+1 (non-binding)

"Manoharan, Arun" <armanoha...@ebay.com>编写:

>Hello Everyone,
>
>Thanks for all the feedback on the Eagle Proposal.
>
>I would like to call for a [VOTE] on Eagle joining the ASF as an incubation 
>project.
>
>The vote is open for 72 hours:
>
>[ ] +1 accept Eagle in the Incubator
>[ ] ±0
>[ ] -1 (please give reason)
>
>Eagle is a Monitoring solution for Hadoop to instantly identify access to 
>sensitive data, recognize attacks, malicious activities and take actions in 
>real time. Eagle supports a wide variety of policies on HDFS data and Hive. 
>Eagle also provides machine learning models for detecting anomalous user 
>behavior in Hadoop.
>
>The proposal is available on the wiki here:
>https://wiki.apache.org/incubator/EagleProposal
>
>The text of the proposal is also available at the end of this email.
>
>Thanks for your time and help.
>
>Thanks,
>Arun
>
><COPY of the proposal in text format>
>
>Eagle
>
>Abstract
>Eagle is an Open Source Monitoring solution for Hadoop to instantly identify 
>access to sensitive data, recognize attacks, malicious activities in hadoop 
>and take actions.
>
>Proposal
>Eagle audits access to HDFS files, Hive and HBase tables in real time, 
>enforces policies defined on sensitive data access and alerts or blocks user’s 
>access to that sensitive data in real time. Eagle also creates user profiles 
>based on the typical access behaviour for HDFS and Hive and sends alerts when 
>anomalous behaviour is detected. Eagle can also import sensitive data 
>information classified by external classification engines to help define its 
>policies.
>
>Overview of Eagle
>Eagle has 3 main parts.
>1.Data collection and storage - Eagle collects data from various hadoop logs 
>in real time using Kafka/Yarn API and uses HDFS and HBase for storage.

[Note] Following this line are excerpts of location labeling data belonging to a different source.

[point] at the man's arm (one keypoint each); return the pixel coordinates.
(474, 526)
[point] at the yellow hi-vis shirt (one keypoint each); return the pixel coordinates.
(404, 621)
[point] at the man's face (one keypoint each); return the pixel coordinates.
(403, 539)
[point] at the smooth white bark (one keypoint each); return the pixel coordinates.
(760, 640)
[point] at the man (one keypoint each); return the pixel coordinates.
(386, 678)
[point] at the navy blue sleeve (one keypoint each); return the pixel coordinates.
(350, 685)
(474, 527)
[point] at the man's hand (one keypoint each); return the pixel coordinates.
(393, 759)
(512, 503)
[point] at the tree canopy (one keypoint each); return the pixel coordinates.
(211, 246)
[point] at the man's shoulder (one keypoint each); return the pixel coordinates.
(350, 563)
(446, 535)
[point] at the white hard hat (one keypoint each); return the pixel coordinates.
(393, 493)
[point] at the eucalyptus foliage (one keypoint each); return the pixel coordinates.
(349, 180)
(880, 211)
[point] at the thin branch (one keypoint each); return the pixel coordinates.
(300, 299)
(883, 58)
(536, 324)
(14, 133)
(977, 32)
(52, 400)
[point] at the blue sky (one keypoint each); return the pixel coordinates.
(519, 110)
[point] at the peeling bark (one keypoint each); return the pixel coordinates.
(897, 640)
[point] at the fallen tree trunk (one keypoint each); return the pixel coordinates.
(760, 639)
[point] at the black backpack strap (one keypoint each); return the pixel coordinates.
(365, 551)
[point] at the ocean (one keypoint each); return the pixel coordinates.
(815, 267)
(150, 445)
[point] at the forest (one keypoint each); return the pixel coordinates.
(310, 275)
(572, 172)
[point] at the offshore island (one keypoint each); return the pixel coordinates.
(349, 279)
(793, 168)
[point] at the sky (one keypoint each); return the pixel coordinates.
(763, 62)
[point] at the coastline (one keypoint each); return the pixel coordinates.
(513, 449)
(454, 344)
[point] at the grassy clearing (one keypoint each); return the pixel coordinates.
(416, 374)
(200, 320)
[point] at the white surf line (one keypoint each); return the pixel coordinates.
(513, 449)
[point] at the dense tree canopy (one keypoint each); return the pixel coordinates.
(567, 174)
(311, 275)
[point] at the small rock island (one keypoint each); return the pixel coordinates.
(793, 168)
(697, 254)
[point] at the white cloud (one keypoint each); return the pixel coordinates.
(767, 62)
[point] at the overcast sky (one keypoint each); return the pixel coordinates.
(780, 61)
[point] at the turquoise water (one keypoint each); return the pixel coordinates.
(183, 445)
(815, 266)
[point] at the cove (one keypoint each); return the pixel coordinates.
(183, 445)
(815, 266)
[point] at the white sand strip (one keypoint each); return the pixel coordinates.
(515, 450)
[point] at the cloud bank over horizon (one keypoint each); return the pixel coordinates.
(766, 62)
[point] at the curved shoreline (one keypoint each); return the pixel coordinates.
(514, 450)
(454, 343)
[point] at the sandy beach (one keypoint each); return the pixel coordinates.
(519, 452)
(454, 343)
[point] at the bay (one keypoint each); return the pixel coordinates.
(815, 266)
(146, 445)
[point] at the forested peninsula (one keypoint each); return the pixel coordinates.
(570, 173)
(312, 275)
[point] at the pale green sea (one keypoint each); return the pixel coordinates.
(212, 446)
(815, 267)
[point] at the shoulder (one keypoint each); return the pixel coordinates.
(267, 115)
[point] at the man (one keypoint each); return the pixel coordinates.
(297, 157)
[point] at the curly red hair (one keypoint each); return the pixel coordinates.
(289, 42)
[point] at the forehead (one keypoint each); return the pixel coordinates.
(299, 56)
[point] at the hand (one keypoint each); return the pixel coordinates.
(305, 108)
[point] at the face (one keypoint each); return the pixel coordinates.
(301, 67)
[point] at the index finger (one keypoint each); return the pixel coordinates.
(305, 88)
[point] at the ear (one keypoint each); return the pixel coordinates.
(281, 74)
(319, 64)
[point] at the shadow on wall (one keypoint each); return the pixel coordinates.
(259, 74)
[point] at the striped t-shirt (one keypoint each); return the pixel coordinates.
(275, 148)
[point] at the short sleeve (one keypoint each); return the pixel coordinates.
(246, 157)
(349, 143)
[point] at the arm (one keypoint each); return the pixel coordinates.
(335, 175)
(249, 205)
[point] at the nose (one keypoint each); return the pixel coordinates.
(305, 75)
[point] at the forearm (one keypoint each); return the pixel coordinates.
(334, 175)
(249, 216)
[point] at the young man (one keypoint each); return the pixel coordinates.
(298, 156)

>2.Data processing and policy engine - Eagle allows users to create policies 
>based on various metadata properties on HDFS, Hive and HBase data.
>3.Eagle services - Eagle services include policy manager, query service and 
>the visualization component. Eagle provides intuitive user interface to 
>administer Eagle and an alert dashboard to respond to real time alerts.
>
>Data Collection and Storage:
>Eagle provides programming API for extending Eagle to integrate any data 
>source into Eagle policy evaluation framework. For example, Eagle hdfs audit 
>monitoring collects data from Kafka which is populated from namenode log4j 
>appender or from logstash agent. Eagle hive monitoring collects hive query 
>logs from running job through YARN API, which is designed to be scalable and 
>fault-tolerant. Eagle uses HBase as storage for storing metadata and metrics 
>data, and also supports relational database through configuration change.
>
>Data Processing and Policy Engine:
>Processing Engine: Eagle provides stream processing API which is an 
>abstraction of Apache Storm. It can also be extended to other streaming 
>engines. This abstraction allows developers to assemble data transformation, 
>filtering, external data join etc. without physically bound to a specific 
>streaming platform. Eagle streaming API allows developers to easily integrate 
>business logic with Eagle policy engine and internally Eagle framework 
>compiles business logic execution DAG into program primitives of underlying 
>stream infrastructure e.g. Apache Storm. For example, Eagle HDFS monitoring 
>transforms audit log from Namenode to object and joins sensitivity metadata, 
>security zone metadata which are generated from external programs or 
>configured by user. Eagle hive monitoring filters running jobs to get hive 
>query string and parses query string into object and then joins sensitivity 
>metadata.
>Alerting Framework: Eagle Alert Framework includes stream metadata API, 
>scalable policy engine framework, extensible policy engine framework. Stream 
>metadata API allows developers to declare event schema including what 
>attributes constitute an event, what is the type for each attribute, and how 
>to dynamically resolve attribute value in runtime when user configures policy. 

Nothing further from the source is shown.